No milk today

…No milk today, my love has gone away, the bottle stands forlorn, a symbol of the dawn…

Me levante tan temprano como suelo hacerlo los fines de semana, con la más mínima idea de lo que sucederá a lo largo de este día con cara de difunto y con aroma de flores frescas y mojadas. El suelo por donde mis pies restriegan su existir es igual de frio como todas las mañanas y de igual manera como todas las mañanas, se unen ambos, suelo y pies, en una danza de climas fusionados.

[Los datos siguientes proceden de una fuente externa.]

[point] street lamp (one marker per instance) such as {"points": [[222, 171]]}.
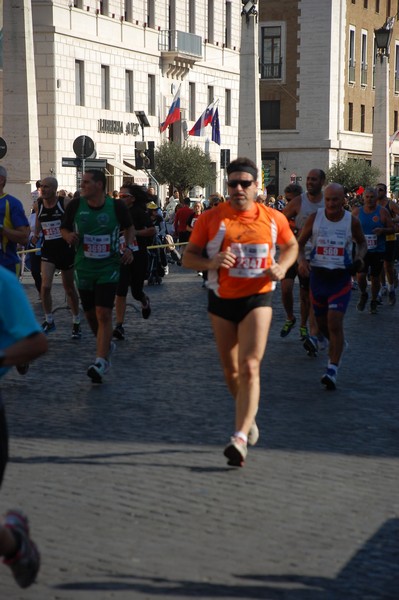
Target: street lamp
{"points": [[380, 147]]}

Mi destino era en la cima y por simple rutina o necesidad de cambiar de aires, me es necesario y de sobremanera abandonar mi estado de divinidad local para descender al inframundo de la normalidad, entre lo grotesco del camino, entre lo inclemente de las luces matinales y entre los gritos penetrantes del vacio del amanecer revueltos entre trinos, ladridos y pequeños vientos rebosantes de rosas mojadas.

Me dirijo a mi objetivo.

Justo delante de aquel instrumento que parece conservar en el tiempo el inevitable desgaste de la orgánica vida, cubierto de su pureza en cuanto al color, quizá no tanto en sus objetivos, me poso en silencio y le miro cual lugareño al extranjero, con un gesto de desconfianza, de curiosidad, en espera de la primera palabra o incluso del primer movimiento. Recorre mi visión disminuida sobre de sus pieles, todos los pequeños surcos que lo cubren parecen enredarse en un interminable trenzado de emociones y de vida vivida (tomando en cuenta que la vida puede ser vida gastada, vida no vivida e incluso vida sin vida).

Muy apenas puedo percatarme de su mirada, pues yace oculta entre las marcas de su destino. Figuras coloridas que en su juventud anunciaban libertad, rebeldía, incluso autonomía y que hoy en el final de sus días (o por lo menos en los últimos tiempos en que sigue hablando del presente y del futuro como un viaje y no como un recuerdo) son burlas pintorescas de la infancia ajena y de la apatía.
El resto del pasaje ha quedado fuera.